Today.Az » Weird / Interesting » The servants making $150,000 a year
29 January 2016 [13:45] - Today.Az
Downton Abbey may reference an era a century past. But Carson’s real-life butler descendants – armed with Blackberries as well as silver polish – are more stylish than ever.
About 350 to 400 butlers are trained each year in Britain, estimates Gary Williams, former head butler at the Ritz and now principal of the British Butler Institute. Of these, only about half stay in the UK, he says. The rest go overseas, particularly to increasingly middle-class China and to the oil-rich countries of the Gulf.
Butlering in Bahrain?
Roughly 30% of the people hiring British butlers are in the United Arab Emirates, Qatar, and Saudi Arabia, says Swedish-born Sara Vestin Rahmani, who runs the British Butler Academy.
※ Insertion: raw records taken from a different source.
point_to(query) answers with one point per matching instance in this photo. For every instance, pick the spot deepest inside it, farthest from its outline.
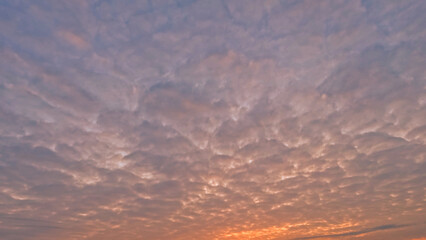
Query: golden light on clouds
(204, 120)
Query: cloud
(212, 120)
(367, 230)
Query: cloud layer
(198, 119)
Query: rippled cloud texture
(212, 119)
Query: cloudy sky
(212, 119)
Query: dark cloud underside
(203, 119)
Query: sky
(212, 119)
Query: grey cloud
(212, 119)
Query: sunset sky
(212, 119)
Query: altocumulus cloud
(199, 119)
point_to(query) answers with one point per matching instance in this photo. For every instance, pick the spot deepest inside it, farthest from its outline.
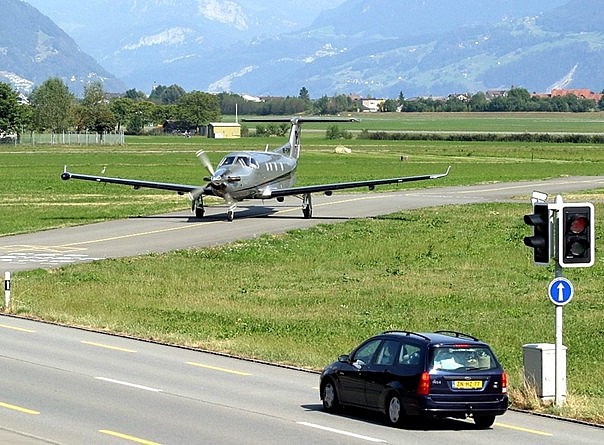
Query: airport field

Like the British Butler Institute, the Academy is London-based but offers courses worldwide.
Employers are a mixture of royals, sheikhs and oil proprietors, with an average of at least three houses – and 15 staff per home, Rahmani says.
In the UK, salaries average from £40,000 to £50,000 ($57,000 to $71,000), Williams says. Pay is slightly higher in the Gulf, says Rahmani, where butlers’ pay averages £65,000 ($93,000) per year. This is tax free and with bonuses “the norm”, she adds.
But the pay then soars for ‘super-butlers’, who are those boasting good references from the stateliest hotels or from the royal family and who work for particularly wealthy overseas ‘principals’ (how butlers refer to their employer). They might easily earn £100,000 to £110,000 ($143,000 to $157,000).
In 2014, Rahmani placed 30 ‘super-butlers’ in positions in the Gulf paying more than £100,000 ($143,000). In 2015, she placed double that number – a sign of just how much the trend of hiring butlers abroad has grown.
One super-butler is John Deery, in his mid-40s and a native of Northern Ireland. Along with planning travel arrangements for his principal, a businessman, and valeting, serving meals, and making sure visas are up to date, Deery manages three of his employer’s properties. One is in the Balkans with 34 staff, there is a London residence with another 12, and a third is being developed.
“You need to know when to be in the background, not too intrusive, very respectful of his time and space to ensure his comfort at all times and that the household runs like clockwork,” Deery says. “You have to be on your toes, very dedicated, and you don’t have too much of a private life. But I have to say, I love it.”
Particularly for wealthy employers from Middle Eastern, Asian or Russian backgrounds, one of the attractions of a British butler is their knowledge of the nuances of the traditional English way of dining or formal dressing.
But the stereotype of a butler as a lifelong position held by an older man is no longer the case. The average age of a newly employed butler is 41, and 40% of the people placed by the British Butler Academy are women, says Rahmani. (Many work as combined lady’s-maids and personal assistants to women from the Gulf).
And many butlers are career changers. Deery had a first career as a graphic designer. With cutbacks in the armed forces, many other butlers were previously in military service. There are also a good number of former actors, unsurprising given the element of performance required in the role.
Others find their way from traditional British crafts, which form part of a butler’s art. Deery mentions a Jermyn Street tailor-turned-butler who previously made handmade shirts.
Everyone wants a Carson
With the worldwide desire for butlers increasing, training them has become a flourishing British industry.
To meet demand, the City & Guilds Butlers Diploma was set up in 2010. The course’s syllabus runs the gamut, with lessons on fire control and first aid, how to care for leather, wool and wood, food preparation and service, wine, basic sewing, etiquette around the world and how to manage a busy property.
The diploma came about because the Savoy and the royal household were training their staff internally to a very high standard, says Patricia Paskins, one of the course’s organisers. “But they had no accredited qualification at the end of their training,” she says. “They wanted them to have a diploma they could build on.”
Paskins is currently training butlers for Etihad Airways, who will staff private suites on the airline’s Airbus A380 aircraft.
Another surprising butler employer is the university system. Richard Hein is head butler at Peterhouse, Cambridge, where he has worked for five years. Cambridge’s oldest college, Peterhouse’s butlers date back at least to its early statutes of 1344.
Today, of course, one major difference is the technology. “We have a WhatsApp group with the staff,” he says. “I use it for covering the shifts and for training, to take a picture of something new or interesting and send it round.”
The butlers of yesteryear may not have approved. But it seems safe to assume that they would, at least, be glad to see their profession flourishing.